Art. 1.156 – O empresário opera sob firma constituída por seu nome, completo ou abreviado, aditando-lhe, se quiser, designação mais precisa da sua pessoa ou do gênero de atividade.
Lei 10.406/2002 – Acesso em 02/03/2026
O Artigo 1.156 do Código Civil de 2002 estabelece a regra para a constituição da firma individual, modalidade de nome empresarial que identifica o empresário individual. Este dispositivo legal, inserido no Título I do Livro II da Parte Especial, que trata do Direito de Empresa, é fundamental para a compreensão da personalidade jurídica do empresário que atua sem a formação de uma sociedade. A firma é composta pelo nome civil do empresário, completo ou abreviado, permitindo-se o acréscimo de elementos que a tornem mais específica, seja em relação à pessoa do titular ou ao ramo de sua atividade econômica.

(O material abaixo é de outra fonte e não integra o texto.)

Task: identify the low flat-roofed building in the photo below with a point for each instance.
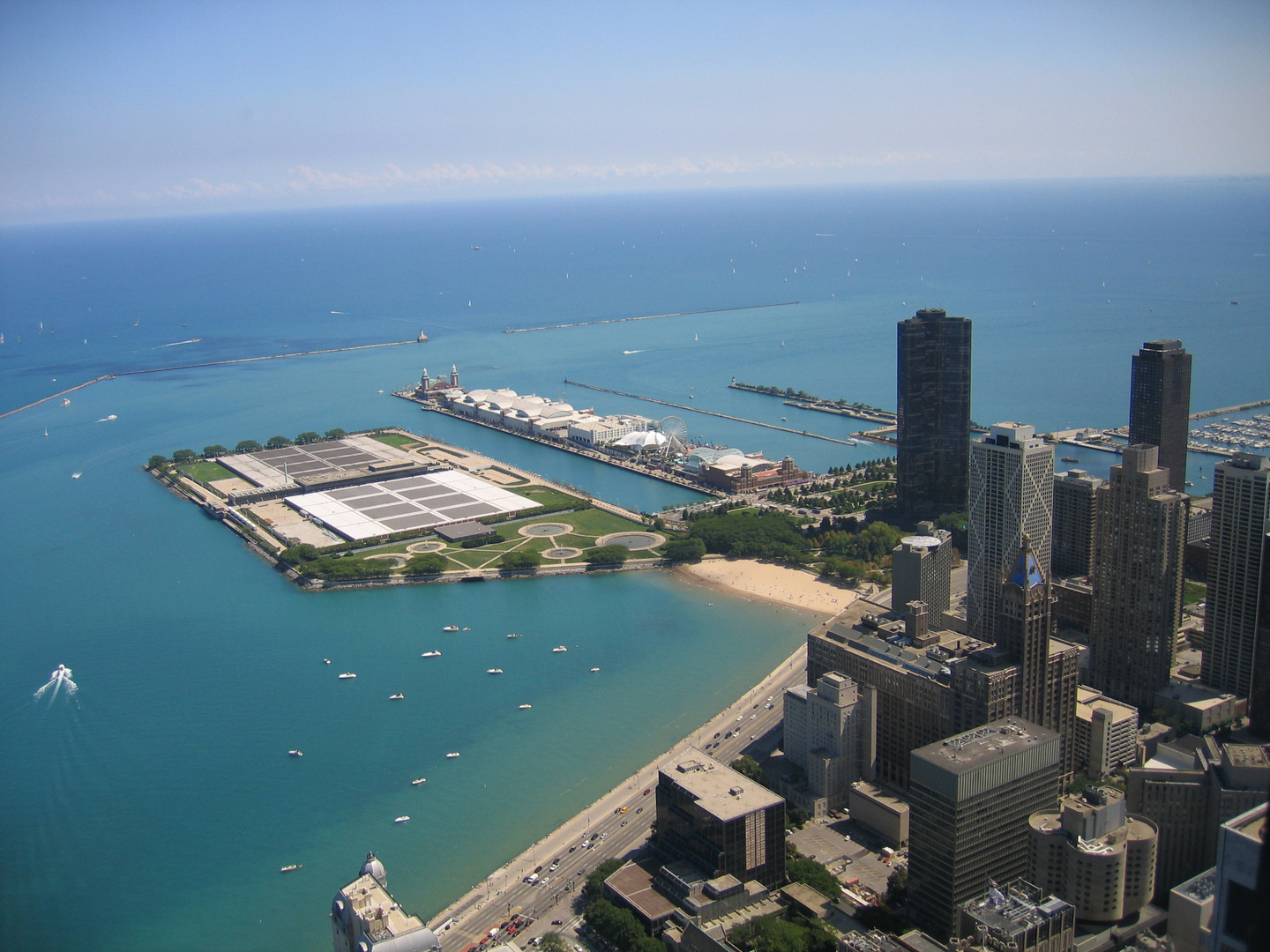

A principal função da firma é a identificação do empresário perante terceiros, conferindo-lhe responsabilidade pessoal e ilimitada pelas obrigações contraídas no exercício da empresa. A possibilidade de abreviação do nome civil visa a praticidade, enquanto a adição de designações mais precisas, como ‘Comércio de Alimentos’ ou ‘Serviços de Consultoria’, serve para melhor distinguir o negócio e evitar confusões, especialmente em mercados com nomes semelhantes. Essa flexibilidade, contudo, não descaracteriza a natureza personalíssima da firma, que se vincula intrinsecamente ao empresário.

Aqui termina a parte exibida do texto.